As the world continues to inch toward the goal of gender equality -- ensuring girls and women enjoy the same rights as men -- something is getting lost in the messaging.
We no longer have to defend the belief in gender equality, at least in what international development experts call the Global North.
I feel good about the society my 10-year-old daughter is inheriting. Sure, we still have lots of work to do at home, but we have come such a long way.
The situation women face in the developing world is another matter.
In the past few years, the role women play in an economy is getting a great deal of attention. Discriminating against women is not only bad but, as it turns out, marginalizing half the population is costing countries billions of dollars a year in lost output.
Such conclusions are hardly new, but influencers are now paying attention. Even the world economic summit in Davos, Switzerland, started acknowledging that women hold the key to long-term development.
Non-government organizations have also seized upon the phenomenal marketing power of showcasing women as economic players. It's a positive message that promises immediate and measurable results.
Corporations, especially consumer product companies that cater to female buyers, also understood the value of supporting overseas programs that promote girls and women. This is all good. Economic empowerment is a vital part of gender equality and a key driver in alleviating poverty.
As the world will soon celebrate International Women`s Day, we have plenty of reasons to be optimistic.
But I worry that, as we focus the conversation on the economic benefits of empowering women, we are losing sight of what is most important.

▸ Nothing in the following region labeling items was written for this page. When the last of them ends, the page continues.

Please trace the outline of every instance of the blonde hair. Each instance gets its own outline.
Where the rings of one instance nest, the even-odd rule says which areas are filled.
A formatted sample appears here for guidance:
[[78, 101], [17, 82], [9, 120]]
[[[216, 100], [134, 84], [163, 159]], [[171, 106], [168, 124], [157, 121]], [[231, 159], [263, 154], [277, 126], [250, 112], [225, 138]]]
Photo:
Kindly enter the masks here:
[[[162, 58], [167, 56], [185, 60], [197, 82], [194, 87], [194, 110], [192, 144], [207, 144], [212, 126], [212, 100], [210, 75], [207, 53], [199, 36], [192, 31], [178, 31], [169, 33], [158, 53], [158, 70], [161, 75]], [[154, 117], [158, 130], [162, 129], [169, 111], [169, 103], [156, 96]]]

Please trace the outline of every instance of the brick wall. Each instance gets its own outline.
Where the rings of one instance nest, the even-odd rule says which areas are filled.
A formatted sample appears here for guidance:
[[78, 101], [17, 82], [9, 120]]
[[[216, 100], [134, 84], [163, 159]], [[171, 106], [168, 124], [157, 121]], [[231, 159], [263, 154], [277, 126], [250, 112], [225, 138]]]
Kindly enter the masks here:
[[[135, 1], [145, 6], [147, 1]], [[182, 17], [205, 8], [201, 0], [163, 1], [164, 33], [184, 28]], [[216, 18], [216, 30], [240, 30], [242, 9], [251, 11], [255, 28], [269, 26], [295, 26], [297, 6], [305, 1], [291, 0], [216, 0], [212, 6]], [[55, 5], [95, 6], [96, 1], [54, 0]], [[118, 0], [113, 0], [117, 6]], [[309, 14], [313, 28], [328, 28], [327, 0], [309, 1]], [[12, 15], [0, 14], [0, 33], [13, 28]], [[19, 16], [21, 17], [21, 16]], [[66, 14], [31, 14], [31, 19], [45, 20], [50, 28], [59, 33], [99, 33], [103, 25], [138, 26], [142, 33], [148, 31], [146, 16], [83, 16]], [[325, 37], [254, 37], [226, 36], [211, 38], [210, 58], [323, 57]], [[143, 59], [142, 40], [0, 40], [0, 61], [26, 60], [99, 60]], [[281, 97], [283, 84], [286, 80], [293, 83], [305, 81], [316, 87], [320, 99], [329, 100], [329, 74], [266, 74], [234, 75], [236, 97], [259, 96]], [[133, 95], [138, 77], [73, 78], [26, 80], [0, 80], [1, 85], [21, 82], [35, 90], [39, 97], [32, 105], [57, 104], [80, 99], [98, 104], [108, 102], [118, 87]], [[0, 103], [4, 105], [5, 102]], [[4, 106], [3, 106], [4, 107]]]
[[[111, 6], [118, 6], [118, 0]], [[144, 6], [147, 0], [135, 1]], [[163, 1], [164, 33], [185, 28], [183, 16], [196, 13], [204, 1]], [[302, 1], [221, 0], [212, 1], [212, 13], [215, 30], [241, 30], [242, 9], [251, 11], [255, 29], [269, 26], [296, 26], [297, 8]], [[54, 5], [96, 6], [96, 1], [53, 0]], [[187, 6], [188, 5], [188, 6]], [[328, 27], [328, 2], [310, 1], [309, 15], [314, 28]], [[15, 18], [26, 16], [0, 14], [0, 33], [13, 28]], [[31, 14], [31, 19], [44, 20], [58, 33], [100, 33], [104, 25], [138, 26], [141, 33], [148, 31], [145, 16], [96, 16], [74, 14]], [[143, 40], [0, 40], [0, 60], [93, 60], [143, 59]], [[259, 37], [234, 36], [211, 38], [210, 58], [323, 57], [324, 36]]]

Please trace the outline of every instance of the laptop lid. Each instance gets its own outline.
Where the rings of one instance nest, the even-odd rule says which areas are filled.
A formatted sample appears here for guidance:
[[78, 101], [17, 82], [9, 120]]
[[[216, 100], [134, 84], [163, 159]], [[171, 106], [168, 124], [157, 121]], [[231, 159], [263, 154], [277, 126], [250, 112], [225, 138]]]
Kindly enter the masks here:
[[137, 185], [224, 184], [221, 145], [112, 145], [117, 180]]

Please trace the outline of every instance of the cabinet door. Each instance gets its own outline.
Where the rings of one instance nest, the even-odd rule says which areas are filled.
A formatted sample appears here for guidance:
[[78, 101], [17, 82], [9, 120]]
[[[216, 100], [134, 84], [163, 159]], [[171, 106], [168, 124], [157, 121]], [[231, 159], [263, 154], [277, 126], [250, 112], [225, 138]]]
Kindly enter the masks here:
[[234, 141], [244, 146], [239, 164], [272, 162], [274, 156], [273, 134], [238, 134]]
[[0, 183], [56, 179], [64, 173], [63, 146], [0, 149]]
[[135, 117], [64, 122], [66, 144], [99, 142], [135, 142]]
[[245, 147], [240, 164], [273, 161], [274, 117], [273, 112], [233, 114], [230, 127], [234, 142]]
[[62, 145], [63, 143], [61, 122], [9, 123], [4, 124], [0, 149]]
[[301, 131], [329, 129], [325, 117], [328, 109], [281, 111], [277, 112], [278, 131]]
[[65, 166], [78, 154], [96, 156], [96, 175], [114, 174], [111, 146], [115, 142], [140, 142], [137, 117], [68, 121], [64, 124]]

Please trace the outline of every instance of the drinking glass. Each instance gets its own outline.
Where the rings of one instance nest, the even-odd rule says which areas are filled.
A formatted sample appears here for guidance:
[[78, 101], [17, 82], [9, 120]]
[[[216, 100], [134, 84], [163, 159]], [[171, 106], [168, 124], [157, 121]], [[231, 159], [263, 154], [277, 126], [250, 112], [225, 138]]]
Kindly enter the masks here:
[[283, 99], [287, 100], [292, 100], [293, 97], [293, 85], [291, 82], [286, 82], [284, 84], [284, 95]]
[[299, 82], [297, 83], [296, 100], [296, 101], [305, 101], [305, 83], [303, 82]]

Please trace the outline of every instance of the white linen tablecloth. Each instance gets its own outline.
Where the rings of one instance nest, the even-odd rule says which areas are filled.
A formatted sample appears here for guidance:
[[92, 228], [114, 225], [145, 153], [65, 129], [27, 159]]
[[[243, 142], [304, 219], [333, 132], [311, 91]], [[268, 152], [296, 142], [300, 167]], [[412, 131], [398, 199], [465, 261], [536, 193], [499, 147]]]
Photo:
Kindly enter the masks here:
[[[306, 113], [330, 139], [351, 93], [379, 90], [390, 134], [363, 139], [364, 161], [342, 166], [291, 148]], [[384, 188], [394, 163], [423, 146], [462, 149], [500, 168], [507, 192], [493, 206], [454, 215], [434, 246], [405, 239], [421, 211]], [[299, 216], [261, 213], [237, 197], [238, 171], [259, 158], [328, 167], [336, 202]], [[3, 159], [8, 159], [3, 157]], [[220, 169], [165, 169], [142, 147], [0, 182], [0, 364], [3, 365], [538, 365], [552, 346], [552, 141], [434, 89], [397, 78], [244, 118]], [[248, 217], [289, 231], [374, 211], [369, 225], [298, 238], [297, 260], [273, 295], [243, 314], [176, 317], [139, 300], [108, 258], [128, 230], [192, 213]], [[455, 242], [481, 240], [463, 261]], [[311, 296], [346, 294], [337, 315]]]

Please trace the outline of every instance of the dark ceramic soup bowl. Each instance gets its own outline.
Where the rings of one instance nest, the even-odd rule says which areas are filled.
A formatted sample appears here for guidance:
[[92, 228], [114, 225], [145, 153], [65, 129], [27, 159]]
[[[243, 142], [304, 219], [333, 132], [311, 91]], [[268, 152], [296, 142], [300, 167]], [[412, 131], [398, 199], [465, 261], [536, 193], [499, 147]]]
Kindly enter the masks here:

Gender equality is the absolute end game. Human rights are not negotiable.
When we invest in medical R&D to save lives of children with awful illnesses, we don't justify the investment in terms of the future earning potential of the kids. Saving their lives is most certainly our objective.
I will confess that I didn't spent a lot of time thinking about such issues until I recently joined the board of MATCH International Women's Fund, which supports grassroots organizations in the Global South.
The model -- funding small-scale community-based projects that work on the ground to fight for women's rights -- intrigued me. The potential to grow the organization and the potential impact got me hooked.
In a recent call for submissions for project funding, MATCH received 1,200 applications from more than 100 countries, asking for an average of only $11,000. These are the groups that fall through the cracks. They are too small to get the attention of world governments and other big donors. Specifically, they lack the certified accountants that donors demand to ensure monitoring and accountability -- but let me be clear, they are accountable.
Before we get too complacent about the progress women are making in the world, allow me to share a disturbing statistic. More than 75 per cent of the applications were for projects that address sexual abuse and violence against girls and women. Let me repeat, these submissions came from more than 100 countries.
This tells me two things. First, sexual violence against women is a global crisis. Second, women at the community level are leading the charge to create long-term solutions -- I think this has always been the case.
I've seen statistics that show Canadians are extremely generous in donating to humanitarian disasters. Thanks to the news media -- and now social media -- we see the need. Horrifying images inspire us to act.
The money we donate supports immediate and tangible results -- providing water, food, medicine, blankets, shelter.
Not all tragedies are so visible, nor are the solutions so straightforward.
Changing a society so it respects women's rights -- including living without fear of violence and abuse -- is a slow process, one measured in generations. Accomplishments are difficult to quantify, and not the stuff of snappy marketing campaigns.
But nobody said that changing the world would be easy.
Corporate Canada can take a leading role in amplifying the conversation on women's rights around the world. There are a number of companies that have stepped up for a cause that their constituents or customers care about. There's no shortage of examples of how a company's commitment to an issue can inspire an entire country to act. The right for a woman to walk down the street in a developing nation without the fear or reality of being raped has not yet been one of those examples. I think it has incredible potential and power with Canada's own women and men, a unique opportunity to create a legacy of fostering systemic change globally.
Canada is a country of immigrants. Our communities extend across the globe. It's time for innovative marketing executives to realize the potential of supporting the thousands of grassroots organizations fighting for girls and women.
This International Women's Day, I'm making it my mission to find a brave and innovative corporation committed to leading the way.